1 Histology of the Pulp
From a functional point of view, pulp essentially exists to allow the constant formation of new dentin to compensate for natural occlusal abrasion. Therefore, the morphology of pulpal tissue changes throughout life and it should be viewed as a dynamic organ.
Histologically, pulp consists of specialized, loosely woven connective tissue, which is responsible for formation of new dentin at the periphery of the pulp chamber. Odontoblasts, which line the wall of the entire pulp chamber, lay down the so-called “reparative dentin” in response to external stimuli (e.g., bacterial invasion into dentin tubuli).
The cells in the pulpal connective tissue consist primarily of undifferentiated fibroblast-like cells (pulpoblasts). Following external stimulation, these cells can differentiate into odontoblasts or into fibroblasts that produce fibrodentin.
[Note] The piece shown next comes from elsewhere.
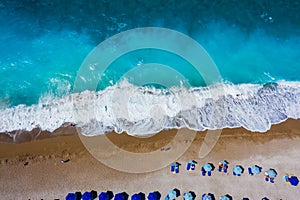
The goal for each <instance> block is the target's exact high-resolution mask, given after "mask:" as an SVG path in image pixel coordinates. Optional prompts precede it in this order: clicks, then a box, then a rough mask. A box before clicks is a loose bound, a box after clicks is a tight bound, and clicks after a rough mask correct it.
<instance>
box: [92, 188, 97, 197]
mask: <svg viewBox="0 0 300 200" xmlns="http://www.w3.org/2000/svg"><path fill="white" fill-rule="evenodd" d="M91 195H92V198H93V199H96V198H97V191H95V190H92V191H91Z"/></svg>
It is possible to differentiate between coronal pulp and root canal (radicular) pulp. Coronal pulp consists of a loose network of connective tissue in which blood vessels and nerve fibers are embedded. These vessels and nerve fibers reach the coronal pulp via the apical foramen and the root canal itself. Within the pulp chamber, these entities branch to form rich vascular and nerve plexuses in the subodontoblastic layer. In addition to the loose connective tissue, the central part of the root pulp contains collagen fibers subjacent to the odontoblastic layer, and the blood vessels and nerve fibers course through this fibrous matrix. At the apical foramen, the pulpal tissue blends with the periodontal tissues.
1.1 The pulp of a mandibular molar
The coronal pulp fills the wide pulp chamber. The various zones of dentin, predentin, the odontoblastic layer, and the cell-poor and cell-rich layers can be seen.
The pulpal tissue itself consists of loose connective tissue. Individual vascular elements are seen in both transverse and longitudinal sections (courtesy of Professor Dr. W. Ketterel, Mainz, Germany).
Embryonic Development of the Pulp
The pulp develops from the mesenchymal cells of the cranial ectomesenchyme, which develops from the cranial neural crest. Invagination of the superficial ectoderm of the oral cavity is followed by formation of the dental primordia, in which the individual tooth buds develop. A complex and multifaceted induction cascade between the ectoderm and mesenchyme leads to the concentration of mesenchymal cells immediately subjacent to the ectoderm of each tooth bud.
The enamel organ develops from the ectoderm surrounding condensed mesenchymal cells. Additional signaling molecules released from the invaginated epithelium into the mesectoderm stimulate the differentiation of mesenchymal preodontoblasts at the ectodermal–mesenchymal border; these cells then begin to secrete pre-dentin.
As the mineralization of dentin begins, cellular processes begin to form at the apical ends of the preodontoblastic cells. These so-called odontoblastic processes continue to produce predentin, therefore ensuring that the dentin layer becomes ever thicker. Vascular elements proliferate at the apical aspect of the tooth bud and extend into the forming dental pulp.